The objective of the ASF online courses was to improve the capacity of veterinarians and veterinary paraprofessionals to:
•   carry out an outbreak investigation in cases where ASF is suspected.
•   explore available control measures.    

The VLC in Europe and Central Asia developed a course on ASF, which was then adapted by the VLCs in other regions by revising, translating modules and creating examples more suitable to the local context. These include:

  • The VLC in Asia and the Pacific has developed mobile-first modules for those who study using their smartphones in remote locations.
  •  The VLC in Latin America and the Caribbean was able to quickly respond to the ASF emergency in the region, as outbreaks appeared in the Dominican Republic and Haiti, by offering the course in Spanish to multiple countries.
  • Following the ASF crises in Eastern Europe, the course has been translated into Russian.

There has been an overwhelming response to the call for nominated participants for the ASF course, with submissions coming from Chief Veterinary Officers and from independent applications in each region. 
√ 583 people were reached in Asia (33 countries)
√ 372 in Southern Africa (15 countries)
√ 306 in Europe and Central Asia (12 countries) 
√ 320 in Latin America and the Caribbean (11 countries). 

The online discussion forum in the ASF course enabled colleagues and experts to network and share knowledge.
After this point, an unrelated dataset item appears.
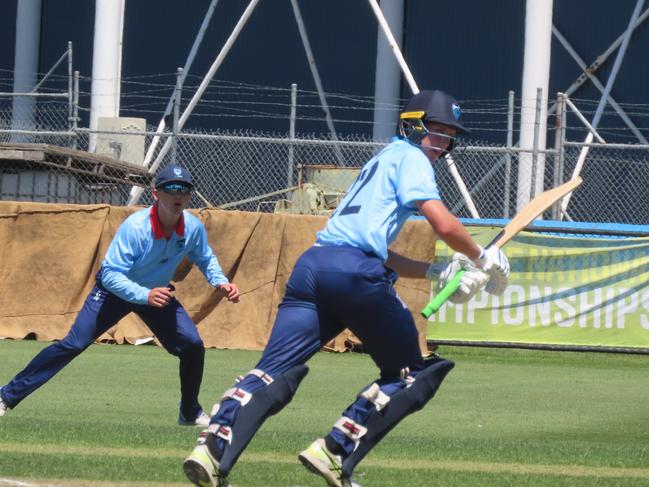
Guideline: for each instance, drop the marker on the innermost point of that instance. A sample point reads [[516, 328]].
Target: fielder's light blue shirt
[[381, 199], [140, 257]]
Opportunities have arisen which have facilitated the cascading of training at country level and to develop specific courses for farmers and other stakeholders.


 Poultry Farmer Field Schools

Poultry production and health require knowledge of good practices in animal husbandry, biosecurity and food safety. In addition, appropriate use of antibiotics is an important driver of antimicrobial resistance (AMR) emergence, one of the biggest health threats the world is currently facing. This course aimed to support facilitators of Farmer Field Schools to cascade appropriate knowledge on how to prevent AMR to poultry farmers.

The course was developed by a multidisciplinary team from different parts of FAO, including the Animal Production and Health Division, the Global Farmer Field School Platform, and FAO country offices in Kenya, Zambia and Zimbabwe.

Trainees accessed learning materials in the form of videos, pre-recorded presentations and other interactive materials on a dedicated course page. They also interacted with experts on poultry production, farmer field schools and AMR in an interactive discussion forum and live sessions, including live presentations and group discussions.

A total of 47 participants (18 women and 29 men) consisting of trained farmer field school facilitators from Zambia and Zimbabwe took the course to expand their knowledge on poultry production and AMR. The course has led to the following:

√ More informed farmers: the facilitators will use their learning to train poultry farmers and increase awareness about appropriate antimicrobial use. 
√ Education and empowerment of family poultry producers: The farmer field schools approach strengthens knowledge of holistic agro-ecosystem management, improves decision-making skills, and facilitates collaboration and collective action. 
√ More sustainable and efficient production systems for family poultry producers with less antimicrobials.

Currently the course has been rolled out in Zambia and Zimbabwe as a starting point. Efforts will be made to establish collaborations for the extension of the training in other countries in the region and beyond. 
The trained personnel will be empowered to go out and make use of the skills gained to cascade knowledge and to facilitate the farmer field schools.
In addition, the farmer field school concept can be applied to other animal species to address production and health issues.